The general theory behind this experiment holds that citizens import norms from the consumer realm into the policy realm, and that the consumer fairness norm in particular can better explain policy uptake than self-interest frames. The design is indebted to Bertrand et al (2010), who examined the efficacy of advertising via a randomized mail design in South Africa. For that study, the authors partnered with a commercial lender. In this case, we will study the effects of advertising in a randomized experiment about public policy, in which we have partnered with a policy provider. Specifically, we are investigating whether consumer fairness frames that have been found to work in the consumer realm also affect policy uptake.

We are bringing the literature on consumer fairness, which has flourished in economics and social psychology, into political science. Consumer fairness is grounded in everyday consumer behavior which, with repetition, produces its own norms; the shared etymological origins of norms and normal are instructive in this regard. Scholarship has coalesced around a version of consumers fairness in which individuals expect the costs they pay to be roughly in line with the costs that firms bear, along with a profit margin that does not exceed the profits they perceive firms in similar contexts to be drawing. When consumers think fairness has not been achieved, they will penalize the unfair firm. Conversely, they are willing to pay higher prices when, contextually, they believe it is fair to do so.

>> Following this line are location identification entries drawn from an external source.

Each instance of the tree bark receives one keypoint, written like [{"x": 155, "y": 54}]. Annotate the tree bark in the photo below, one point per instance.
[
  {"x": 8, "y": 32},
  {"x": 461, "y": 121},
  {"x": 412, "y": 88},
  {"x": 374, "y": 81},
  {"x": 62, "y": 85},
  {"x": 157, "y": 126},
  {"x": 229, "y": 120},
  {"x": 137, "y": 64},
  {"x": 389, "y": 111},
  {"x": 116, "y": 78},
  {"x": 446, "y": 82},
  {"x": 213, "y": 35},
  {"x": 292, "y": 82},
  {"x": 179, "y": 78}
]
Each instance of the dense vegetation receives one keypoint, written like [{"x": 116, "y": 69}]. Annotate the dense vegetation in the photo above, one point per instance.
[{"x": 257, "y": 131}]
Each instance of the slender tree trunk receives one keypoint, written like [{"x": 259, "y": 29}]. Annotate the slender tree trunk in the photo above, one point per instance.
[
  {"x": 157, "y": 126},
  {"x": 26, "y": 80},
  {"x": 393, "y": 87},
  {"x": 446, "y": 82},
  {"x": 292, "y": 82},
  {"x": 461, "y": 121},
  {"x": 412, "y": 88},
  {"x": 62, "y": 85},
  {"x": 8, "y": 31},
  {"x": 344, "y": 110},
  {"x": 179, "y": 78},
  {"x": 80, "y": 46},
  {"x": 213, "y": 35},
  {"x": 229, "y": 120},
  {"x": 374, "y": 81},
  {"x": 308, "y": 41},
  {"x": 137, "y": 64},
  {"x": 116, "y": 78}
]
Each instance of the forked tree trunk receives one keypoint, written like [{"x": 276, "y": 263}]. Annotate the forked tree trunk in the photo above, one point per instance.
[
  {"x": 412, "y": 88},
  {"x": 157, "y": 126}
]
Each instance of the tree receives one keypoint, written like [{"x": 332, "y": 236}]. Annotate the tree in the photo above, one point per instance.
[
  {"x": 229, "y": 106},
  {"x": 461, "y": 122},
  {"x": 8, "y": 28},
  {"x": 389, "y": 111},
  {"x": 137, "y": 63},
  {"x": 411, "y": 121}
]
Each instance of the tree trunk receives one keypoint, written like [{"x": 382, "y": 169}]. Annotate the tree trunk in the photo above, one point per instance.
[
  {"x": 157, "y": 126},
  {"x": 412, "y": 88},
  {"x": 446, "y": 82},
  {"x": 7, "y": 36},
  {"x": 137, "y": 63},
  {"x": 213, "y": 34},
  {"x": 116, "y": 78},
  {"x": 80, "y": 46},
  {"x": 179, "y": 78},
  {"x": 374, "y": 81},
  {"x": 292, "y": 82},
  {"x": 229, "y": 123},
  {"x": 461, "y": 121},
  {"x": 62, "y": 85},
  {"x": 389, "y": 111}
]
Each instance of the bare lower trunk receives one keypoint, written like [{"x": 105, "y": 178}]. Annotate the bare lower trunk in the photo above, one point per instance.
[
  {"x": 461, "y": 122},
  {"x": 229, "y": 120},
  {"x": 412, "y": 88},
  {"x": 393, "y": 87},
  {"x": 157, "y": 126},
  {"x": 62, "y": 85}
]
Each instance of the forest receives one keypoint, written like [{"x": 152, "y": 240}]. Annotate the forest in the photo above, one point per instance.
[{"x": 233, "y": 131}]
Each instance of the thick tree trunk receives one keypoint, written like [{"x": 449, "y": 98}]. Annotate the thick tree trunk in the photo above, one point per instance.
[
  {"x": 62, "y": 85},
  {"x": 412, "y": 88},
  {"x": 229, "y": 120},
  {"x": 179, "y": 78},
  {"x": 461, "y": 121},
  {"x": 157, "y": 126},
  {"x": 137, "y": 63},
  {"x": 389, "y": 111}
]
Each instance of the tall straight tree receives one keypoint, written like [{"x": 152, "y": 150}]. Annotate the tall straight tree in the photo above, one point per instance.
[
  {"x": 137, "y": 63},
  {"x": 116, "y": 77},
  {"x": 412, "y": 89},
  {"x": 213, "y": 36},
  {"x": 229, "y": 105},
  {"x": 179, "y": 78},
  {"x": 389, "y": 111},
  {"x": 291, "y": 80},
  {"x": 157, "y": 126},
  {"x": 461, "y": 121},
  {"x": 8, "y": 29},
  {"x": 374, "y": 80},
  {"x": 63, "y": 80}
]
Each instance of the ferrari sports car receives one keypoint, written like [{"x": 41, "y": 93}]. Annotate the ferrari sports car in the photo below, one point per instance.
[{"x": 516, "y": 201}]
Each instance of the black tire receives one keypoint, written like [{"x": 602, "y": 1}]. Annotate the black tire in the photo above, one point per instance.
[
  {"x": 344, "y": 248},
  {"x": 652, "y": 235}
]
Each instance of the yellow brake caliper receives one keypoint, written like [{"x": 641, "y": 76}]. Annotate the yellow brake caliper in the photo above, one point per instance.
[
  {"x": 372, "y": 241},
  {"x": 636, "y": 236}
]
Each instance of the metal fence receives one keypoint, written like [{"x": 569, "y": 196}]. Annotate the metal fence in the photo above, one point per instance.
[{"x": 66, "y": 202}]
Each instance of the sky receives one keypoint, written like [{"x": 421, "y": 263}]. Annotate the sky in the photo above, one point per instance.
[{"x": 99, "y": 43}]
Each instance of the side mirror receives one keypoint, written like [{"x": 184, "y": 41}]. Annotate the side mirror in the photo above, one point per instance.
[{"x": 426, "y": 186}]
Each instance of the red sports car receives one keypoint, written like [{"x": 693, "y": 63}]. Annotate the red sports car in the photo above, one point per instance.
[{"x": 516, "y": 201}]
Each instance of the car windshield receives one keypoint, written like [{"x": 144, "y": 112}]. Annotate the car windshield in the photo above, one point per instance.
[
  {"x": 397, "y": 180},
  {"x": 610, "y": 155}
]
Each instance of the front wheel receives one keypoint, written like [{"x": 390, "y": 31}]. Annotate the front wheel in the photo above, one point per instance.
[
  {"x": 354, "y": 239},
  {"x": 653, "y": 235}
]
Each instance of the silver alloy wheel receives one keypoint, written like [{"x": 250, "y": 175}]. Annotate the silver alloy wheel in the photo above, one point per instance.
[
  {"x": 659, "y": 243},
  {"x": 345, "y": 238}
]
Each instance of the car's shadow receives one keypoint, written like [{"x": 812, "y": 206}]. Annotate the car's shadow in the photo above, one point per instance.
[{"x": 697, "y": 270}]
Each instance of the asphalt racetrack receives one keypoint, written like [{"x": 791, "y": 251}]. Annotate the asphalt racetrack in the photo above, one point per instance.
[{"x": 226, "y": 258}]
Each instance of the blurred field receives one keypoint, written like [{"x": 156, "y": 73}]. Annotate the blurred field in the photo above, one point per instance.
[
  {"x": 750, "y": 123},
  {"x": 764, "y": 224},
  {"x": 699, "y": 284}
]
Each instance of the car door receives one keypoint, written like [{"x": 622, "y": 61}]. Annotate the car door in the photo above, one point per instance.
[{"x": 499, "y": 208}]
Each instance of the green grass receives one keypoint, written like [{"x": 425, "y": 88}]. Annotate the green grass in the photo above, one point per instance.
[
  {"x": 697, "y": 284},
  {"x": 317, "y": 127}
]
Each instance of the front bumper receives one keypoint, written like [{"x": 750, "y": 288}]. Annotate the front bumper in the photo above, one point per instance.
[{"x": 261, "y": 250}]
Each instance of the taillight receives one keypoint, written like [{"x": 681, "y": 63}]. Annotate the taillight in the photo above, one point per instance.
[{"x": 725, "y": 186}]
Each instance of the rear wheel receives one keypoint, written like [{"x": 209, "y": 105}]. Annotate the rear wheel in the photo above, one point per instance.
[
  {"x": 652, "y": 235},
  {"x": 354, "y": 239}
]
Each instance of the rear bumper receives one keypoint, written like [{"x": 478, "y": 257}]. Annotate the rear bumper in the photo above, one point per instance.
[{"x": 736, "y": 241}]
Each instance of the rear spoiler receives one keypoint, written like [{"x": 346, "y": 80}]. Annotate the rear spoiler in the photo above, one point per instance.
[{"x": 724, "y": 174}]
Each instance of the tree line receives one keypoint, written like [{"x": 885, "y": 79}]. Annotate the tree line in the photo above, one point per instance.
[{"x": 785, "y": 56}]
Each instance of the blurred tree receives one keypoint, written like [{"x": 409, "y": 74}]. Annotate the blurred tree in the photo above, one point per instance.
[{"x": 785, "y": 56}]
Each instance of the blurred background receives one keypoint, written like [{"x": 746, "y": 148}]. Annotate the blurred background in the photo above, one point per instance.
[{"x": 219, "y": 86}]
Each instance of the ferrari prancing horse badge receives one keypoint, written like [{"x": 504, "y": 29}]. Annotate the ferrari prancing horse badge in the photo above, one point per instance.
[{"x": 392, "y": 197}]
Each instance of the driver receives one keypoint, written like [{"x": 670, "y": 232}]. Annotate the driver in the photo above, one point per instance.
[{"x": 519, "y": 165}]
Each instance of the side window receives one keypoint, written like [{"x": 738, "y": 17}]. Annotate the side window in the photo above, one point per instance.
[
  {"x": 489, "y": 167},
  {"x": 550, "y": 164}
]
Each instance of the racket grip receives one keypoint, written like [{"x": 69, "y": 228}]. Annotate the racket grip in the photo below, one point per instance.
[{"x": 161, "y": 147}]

Kahneman, Knetsch and Thaler (1986a) used survey data to show that concerns about fairness effectively prevented firms from maximizing profits. The vast majority of their respondents regarded a firm that would raise shovel prices after a snowstorm as engaging in unfair behavior; the same was true for a car dealership that raised prices for a particularly in demand yet hard-to-come-by automobile. One of their chief contributions was showing that consumers do not reflexively think of profit-making as unfair. In one vignette, survey respondents were told about a landlord whose rising costs forced him to raise the rent on a poor tenant, even though the increase might force the tenant to move. 75% of respondents found the action to be fair. Given certain conditions, consumers do not begrudge firms a profit motive. Respondents viewed salary cuts undertaken by a struggling company as fair, but unfair when undertaken by a profitable company. Ultimately, consumer fairness flows from a dual entitlement principle that binds both buyers and sellers. Buyers---consumers---are entitled to a purchase price roughly comparable to a reference transaction,"" or a transaction that recently occurred within both firm and customers' community or frame of reference. Sellers, meanwhile, are entitled to a profit within the limits of the reference transaction"" (Kahneman, Knetsch and Thaler 1986a; Kahneman, Knetsch and Thaler 1986b).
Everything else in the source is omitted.